Some say
data is the new oil. Others equate its worth to water. And then there are those
who believe that data scientists will be (in fact, they already are) one of the
most sought-after workers in knowledge economies.
Millions
of data-centric jobs require millions of trained data scientists. However, the
installed capacity of graduate and undergraduate programs in data science is
nowhere near meeting this demand over the next many years.
So how
do we produce data scientists?
Given
the enormous demand for data scientists and the fixed supply from higher
education institutions, it is quite likely that one must look beyond colleges
and universities to train a large number of data scientists desired by the
marketplace.
Getting
trained on the job is one possible route. This will require repurposing the existing
workforce. To prepare the current workforce for data science, one needs training
manuals. One such manual is Modern Data Science with R (MDSR).
Published
by the CRC Press (Taylor and Francis Group) and authored by three leading
academics: Professors Baumer, Kaplan, and Horton, MDSR is the missing manual
for data science with R. The book is equally relevant to data science programs
in higher ed as it is to practitioners who would like to embark on a career in
data science or to get a taste of an aspect of data science that they have not
explored in the past.
As the
book’s name suggests, the text is based on R, one of the most popular and versatile
computing platforms. R is a freeware
and is being developed by thousands of volunteers in real time. In addition to base
R, which comes bundled with thousands of commands and functions, the user-written
packages, whose number has exceeded 14,000 (as of May 2019), further expand the
universe of features making R perhaps the most diverse computing platform.
Despite the
immense popularity of data science, only a handful of titles focus exclusively
on the topic. Hadley Wickham’s R for Data Science and R Cookbook by
Paul Teetor are the other two other worthy texts. MDSR is unique in the sense
that it serves as an introduction to a whole host of analytic techniques that are
seldom covered in one title.
In the
following paragraphs, I’ll discuss the salient features of the textbook. I begin
with my favourite attribute of the book that deals with its organization. Instead
of muddling with theories and philosophies, the book gets straight to business and
starts the conversation with data visualization. A graphic is worth a thousand
words, and MDSR is proof of it.
And
since Hadley Wickham’s
influence on data science is ubiquitous, MDSR also embraces Wickham’s implementation
of Grammar
of Graphics in R with one of the most popular R packages, ggplot2.
Another
avenue where Wickham’s influence is widely felt is data wrangling. A suite of R
packages bundled under the broader rubric of Tidyverse is influencing how data
scientists manipulate small and big data. Chapter 4 in MDSR perhaps is one of
the best and succinct introduction to data wrangling with R and Tidyverse. From
the simplest to more advanced examples, MDSR equips the beginner with the
basics and the advanced user with new ways to think about analyzing data.
A key feature
of MDSR is that it’s not another book on statistics or econometrics with R.

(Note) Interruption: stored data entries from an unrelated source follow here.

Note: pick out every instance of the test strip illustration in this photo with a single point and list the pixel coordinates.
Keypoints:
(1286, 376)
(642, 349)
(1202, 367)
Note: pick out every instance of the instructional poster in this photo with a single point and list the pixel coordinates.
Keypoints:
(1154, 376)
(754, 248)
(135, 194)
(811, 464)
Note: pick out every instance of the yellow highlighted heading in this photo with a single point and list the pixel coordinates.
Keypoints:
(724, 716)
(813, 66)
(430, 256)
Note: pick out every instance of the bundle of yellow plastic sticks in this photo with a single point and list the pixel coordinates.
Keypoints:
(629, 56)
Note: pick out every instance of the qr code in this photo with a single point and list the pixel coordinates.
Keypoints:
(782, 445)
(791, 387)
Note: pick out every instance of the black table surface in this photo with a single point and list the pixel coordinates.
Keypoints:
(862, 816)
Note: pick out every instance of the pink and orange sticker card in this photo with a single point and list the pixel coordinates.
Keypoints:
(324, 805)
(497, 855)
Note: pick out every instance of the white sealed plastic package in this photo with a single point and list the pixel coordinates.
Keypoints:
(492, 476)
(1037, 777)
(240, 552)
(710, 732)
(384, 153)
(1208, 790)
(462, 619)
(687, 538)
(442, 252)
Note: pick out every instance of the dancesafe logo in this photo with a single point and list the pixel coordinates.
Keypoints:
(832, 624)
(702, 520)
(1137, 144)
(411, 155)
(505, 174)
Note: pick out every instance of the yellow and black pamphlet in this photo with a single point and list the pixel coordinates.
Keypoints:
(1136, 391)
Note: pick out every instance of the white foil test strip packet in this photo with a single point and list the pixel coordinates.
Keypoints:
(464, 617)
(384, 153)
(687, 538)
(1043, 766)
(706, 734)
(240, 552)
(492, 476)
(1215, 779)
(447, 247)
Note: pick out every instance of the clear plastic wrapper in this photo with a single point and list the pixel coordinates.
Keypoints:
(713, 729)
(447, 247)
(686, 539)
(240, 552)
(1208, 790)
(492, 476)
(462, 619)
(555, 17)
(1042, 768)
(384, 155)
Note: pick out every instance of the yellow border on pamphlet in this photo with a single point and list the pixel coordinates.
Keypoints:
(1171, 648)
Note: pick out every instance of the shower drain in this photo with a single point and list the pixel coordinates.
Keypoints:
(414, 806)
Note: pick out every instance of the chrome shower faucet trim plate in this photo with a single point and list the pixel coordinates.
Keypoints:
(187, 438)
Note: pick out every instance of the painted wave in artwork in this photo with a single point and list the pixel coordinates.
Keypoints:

Yours truly is guilty of authoring one such book. Instead, MDSR is a book
focused squarely on data manipulation. The treatment of statistical topics is
not absent from the book; however, it’s not the book’s focus. It is for this
reason that the discussion on Regression models is in the appendices.
But make
no mistake, even when statistics is not the focus, MDSR offers sound advice on the
practice of statistics. Section 7.7, The perils of p-values, warns the novice statisticians
about not becoming the unsuspecting victims of hypothesis testing.
The
books distinguishing feature remains the diversity of data science challenges
it addresses. For instance, in addition to data visualization, the book offers
an introduction to interactive data graphics and dynamic data visualization.
At the
same time, the book covers other diverse topics, such as database management
with SQL, working with spatial data, analyzing text-based (non-structured)
data, and the analysis of networks. A discussion about ethics in data science
is undoubtedly a welcome feature in the book.
The book
is punctuated with hundreds of useful and hands-on data science examples and exercise,
providing ample opportunities to put concepts to practise. The book’s accompanying website offers additional
resources and code examples. At the time of this review, not all code was
available for download.
Also,
while I was able to reproduce more straightforward examples, I ran into trouble
with complex ones. For instance, I could not generate advanced spatial maps showing
flights origins and destinations.
My
recommendation to authors will be to maintain an active supporting website
because R packages are known to evolve, and some functionality may change or
disappear over time. For instance, the mapping algorithms that are part of the ggmap
package now require a Google maps API or else the maps will not display. This change
has likely occurred after the book was published.
In summary,
for aspiring and experienced data scientists, Modern Data Science with R is a book deserving to be in their
personal libraries.
Murtaza
Haider lives in Toronto and teaches in the Department of Real Estate
Management at Ryerson University. He is the author of Getting
Started with Data Science: Making Sense of Data with Analytics, which
was published by the IBM Press/Pearson.